Weaver founded non-profit Rugby Ohio in 2007, an organisation focused on developing youth through rugby in The Buckeye State. Rugby Ohio helped support the growth of youth rugby to 50 boys high school teams, 16 girls high school teams, and 11 youth teams in setting a precedent and model structure for growing youth rugby in the United States.
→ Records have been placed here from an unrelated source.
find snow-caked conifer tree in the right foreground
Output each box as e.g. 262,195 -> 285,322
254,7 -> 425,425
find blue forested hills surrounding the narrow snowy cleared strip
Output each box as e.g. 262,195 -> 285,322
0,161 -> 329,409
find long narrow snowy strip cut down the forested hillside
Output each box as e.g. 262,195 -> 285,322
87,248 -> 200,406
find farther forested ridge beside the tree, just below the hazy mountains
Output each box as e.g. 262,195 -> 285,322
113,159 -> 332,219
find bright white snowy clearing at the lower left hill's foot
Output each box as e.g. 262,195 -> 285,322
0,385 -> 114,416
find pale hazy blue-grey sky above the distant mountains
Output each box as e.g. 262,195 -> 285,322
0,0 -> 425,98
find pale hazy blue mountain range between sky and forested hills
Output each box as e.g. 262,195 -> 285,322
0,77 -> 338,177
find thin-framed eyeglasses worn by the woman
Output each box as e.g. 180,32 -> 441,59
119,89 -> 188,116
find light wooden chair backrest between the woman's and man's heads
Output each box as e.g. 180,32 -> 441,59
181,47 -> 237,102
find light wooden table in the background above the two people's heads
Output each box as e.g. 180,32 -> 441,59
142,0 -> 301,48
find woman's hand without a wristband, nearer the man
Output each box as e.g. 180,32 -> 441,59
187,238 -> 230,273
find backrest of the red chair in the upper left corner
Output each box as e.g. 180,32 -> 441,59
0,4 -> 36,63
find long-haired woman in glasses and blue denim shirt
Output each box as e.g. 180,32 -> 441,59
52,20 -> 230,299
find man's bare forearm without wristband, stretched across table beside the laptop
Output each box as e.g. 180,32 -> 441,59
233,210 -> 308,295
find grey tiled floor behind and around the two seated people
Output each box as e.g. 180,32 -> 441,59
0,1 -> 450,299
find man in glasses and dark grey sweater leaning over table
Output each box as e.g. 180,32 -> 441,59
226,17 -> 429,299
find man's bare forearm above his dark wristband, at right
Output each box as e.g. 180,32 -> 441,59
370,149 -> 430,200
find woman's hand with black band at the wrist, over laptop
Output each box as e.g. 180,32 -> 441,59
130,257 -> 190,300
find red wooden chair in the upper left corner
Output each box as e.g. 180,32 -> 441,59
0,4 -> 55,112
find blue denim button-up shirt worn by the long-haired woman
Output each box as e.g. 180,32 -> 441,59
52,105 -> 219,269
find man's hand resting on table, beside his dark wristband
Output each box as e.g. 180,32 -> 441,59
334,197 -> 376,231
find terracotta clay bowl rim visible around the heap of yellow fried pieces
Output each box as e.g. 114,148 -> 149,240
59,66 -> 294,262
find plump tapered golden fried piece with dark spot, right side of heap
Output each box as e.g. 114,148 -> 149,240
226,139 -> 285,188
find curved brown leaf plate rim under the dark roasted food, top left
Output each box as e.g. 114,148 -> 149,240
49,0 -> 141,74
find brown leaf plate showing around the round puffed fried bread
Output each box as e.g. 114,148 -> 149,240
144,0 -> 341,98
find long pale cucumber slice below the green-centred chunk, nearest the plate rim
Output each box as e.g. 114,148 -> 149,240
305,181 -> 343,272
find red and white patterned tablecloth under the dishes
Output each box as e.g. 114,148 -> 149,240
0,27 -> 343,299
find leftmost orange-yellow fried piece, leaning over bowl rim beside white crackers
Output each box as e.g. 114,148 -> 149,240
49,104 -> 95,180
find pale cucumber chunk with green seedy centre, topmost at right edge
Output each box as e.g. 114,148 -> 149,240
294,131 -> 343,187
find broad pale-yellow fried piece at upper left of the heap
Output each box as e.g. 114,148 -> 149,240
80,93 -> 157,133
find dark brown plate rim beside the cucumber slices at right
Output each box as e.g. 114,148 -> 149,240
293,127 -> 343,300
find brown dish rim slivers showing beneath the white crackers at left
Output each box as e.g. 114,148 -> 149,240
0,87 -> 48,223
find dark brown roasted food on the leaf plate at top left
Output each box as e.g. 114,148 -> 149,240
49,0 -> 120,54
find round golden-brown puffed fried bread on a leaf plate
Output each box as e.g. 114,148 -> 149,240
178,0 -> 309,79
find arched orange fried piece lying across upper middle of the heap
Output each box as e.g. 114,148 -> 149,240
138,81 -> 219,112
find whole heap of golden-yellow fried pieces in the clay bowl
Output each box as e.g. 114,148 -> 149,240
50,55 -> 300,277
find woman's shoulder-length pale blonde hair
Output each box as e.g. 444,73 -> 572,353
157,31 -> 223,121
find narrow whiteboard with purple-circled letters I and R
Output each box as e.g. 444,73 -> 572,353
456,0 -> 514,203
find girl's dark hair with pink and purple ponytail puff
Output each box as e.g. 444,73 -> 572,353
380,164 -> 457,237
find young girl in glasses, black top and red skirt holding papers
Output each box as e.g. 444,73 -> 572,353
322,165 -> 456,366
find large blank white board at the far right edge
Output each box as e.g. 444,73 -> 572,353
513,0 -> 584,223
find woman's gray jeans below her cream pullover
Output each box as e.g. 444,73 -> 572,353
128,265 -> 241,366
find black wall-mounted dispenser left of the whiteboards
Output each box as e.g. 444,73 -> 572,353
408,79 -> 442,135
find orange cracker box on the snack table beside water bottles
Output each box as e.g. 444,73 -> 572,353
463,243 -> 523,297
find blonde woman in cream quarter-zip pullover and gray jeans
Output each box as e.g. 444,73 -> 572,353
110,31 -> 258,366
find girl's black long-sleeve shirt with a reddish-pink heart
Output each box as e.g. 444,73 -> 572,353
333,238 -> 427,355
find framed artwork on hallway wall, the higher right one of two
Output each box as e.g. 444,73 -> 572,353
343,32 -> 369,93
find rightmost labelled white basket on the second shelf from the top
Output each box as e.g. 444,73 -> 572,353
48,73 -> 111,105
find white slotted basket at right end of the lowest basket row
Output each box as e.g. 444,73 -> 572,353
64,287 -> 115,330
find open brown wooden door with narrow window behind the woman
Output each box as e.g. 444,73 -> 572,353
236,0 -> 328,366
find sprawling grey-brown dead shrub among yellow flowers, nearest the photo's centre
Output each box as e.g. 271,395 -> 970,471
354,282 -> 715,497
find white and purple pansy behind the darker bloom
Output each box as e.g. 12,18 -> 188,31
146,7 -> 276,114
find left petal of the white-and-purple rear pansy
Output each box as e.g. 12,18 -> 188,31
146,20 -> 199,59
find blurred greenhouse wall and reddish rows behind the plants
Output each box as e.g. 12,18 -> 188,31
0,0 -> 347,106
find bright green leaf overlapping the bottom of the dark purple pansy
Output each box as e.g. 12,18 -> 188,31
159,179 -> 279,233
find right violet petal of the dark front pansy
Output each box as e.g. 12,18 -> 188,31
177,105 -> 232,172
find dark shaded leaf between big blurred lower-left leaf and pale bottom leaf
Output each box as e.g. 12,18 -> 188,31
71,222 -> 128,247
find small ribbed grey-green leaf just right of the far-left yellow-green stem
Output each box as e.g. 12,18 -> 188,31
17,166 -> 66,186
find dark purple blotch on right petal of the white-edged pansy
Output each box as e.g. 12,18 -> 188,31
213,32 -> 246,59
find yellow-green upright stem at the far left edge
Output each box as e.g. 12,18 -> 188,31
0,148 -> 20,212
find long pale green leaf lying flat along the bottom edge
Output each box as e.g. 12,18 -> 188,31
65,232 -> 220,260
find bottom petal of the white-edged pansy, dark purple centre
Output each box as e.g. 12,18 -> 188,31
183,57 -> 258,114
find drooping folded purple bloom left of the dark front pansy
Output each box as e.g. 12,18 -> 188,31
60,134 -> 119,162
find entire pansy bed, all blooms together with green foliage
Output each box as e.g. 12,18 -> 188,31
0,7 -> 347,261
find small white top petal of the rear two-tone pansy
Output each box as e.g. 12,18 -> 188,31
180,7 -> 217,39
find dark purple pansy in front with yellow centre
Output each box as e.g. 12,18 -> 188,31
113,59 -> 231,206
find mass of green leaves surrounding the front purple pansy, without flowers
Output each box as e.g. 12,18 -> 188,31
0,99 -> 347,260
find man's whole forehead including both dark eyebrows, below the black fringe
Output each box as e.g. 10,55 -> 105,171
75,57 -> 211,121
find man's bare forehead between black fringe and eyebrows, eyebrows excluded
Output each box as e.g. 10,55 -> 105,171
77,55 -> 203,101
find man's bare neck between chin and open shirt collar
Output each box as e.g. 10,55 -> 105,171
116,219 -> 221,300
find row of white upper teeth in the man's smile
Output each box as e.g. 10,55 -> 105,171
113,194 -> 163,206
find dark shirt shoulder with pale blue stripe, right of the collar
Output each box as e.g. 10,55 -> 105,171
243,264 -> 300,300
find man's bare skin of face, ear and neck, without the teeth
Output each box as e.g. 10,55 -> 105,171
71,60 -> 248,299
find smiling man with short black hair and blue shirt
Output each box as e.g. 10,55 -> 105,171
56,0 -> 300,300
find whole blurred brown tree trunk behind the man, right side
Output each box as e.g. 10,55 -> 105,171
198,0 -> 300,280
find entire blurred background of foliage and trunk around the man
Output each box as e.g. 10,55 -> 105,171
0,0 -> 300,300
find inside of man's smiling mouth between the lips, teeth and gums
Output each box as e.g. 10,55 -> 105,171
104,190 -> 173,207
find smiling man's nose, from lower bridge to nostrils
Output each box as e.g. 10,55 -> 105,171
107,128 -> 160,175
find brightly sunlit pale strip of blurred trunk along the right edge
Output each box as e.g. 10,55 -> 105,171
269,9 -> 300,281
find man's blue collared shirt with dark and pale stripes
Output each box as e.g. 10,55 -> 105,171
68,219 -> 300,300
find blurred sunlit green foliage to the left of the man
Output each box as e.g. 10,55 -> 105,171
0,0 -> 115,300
In 2011 Weaver was hired as Youth & High School director at USA Rugby, developing 45 functioning State Rugby Organizations and launching the award-winning Rookie Rugby program, as well as Try on Rugby. He developed coaching and refereeing education for the youth levels, and helped systemize the competition structure around the country for high school rugby. Weaver is also a World Rugby educator, delivering certification courses for coaches and referees around the United States.

Weaver also helped his brother found a business in Ohio called The Candle Lab in 2007. The Candle Lab is a community retail chain that sells organic, soy candles in the greater Columbus area. His first career was directing political campaigns from 2005 to 2007 for the LNE Group and was a partner and associate at Sisk & Associates from 2000 to 2005.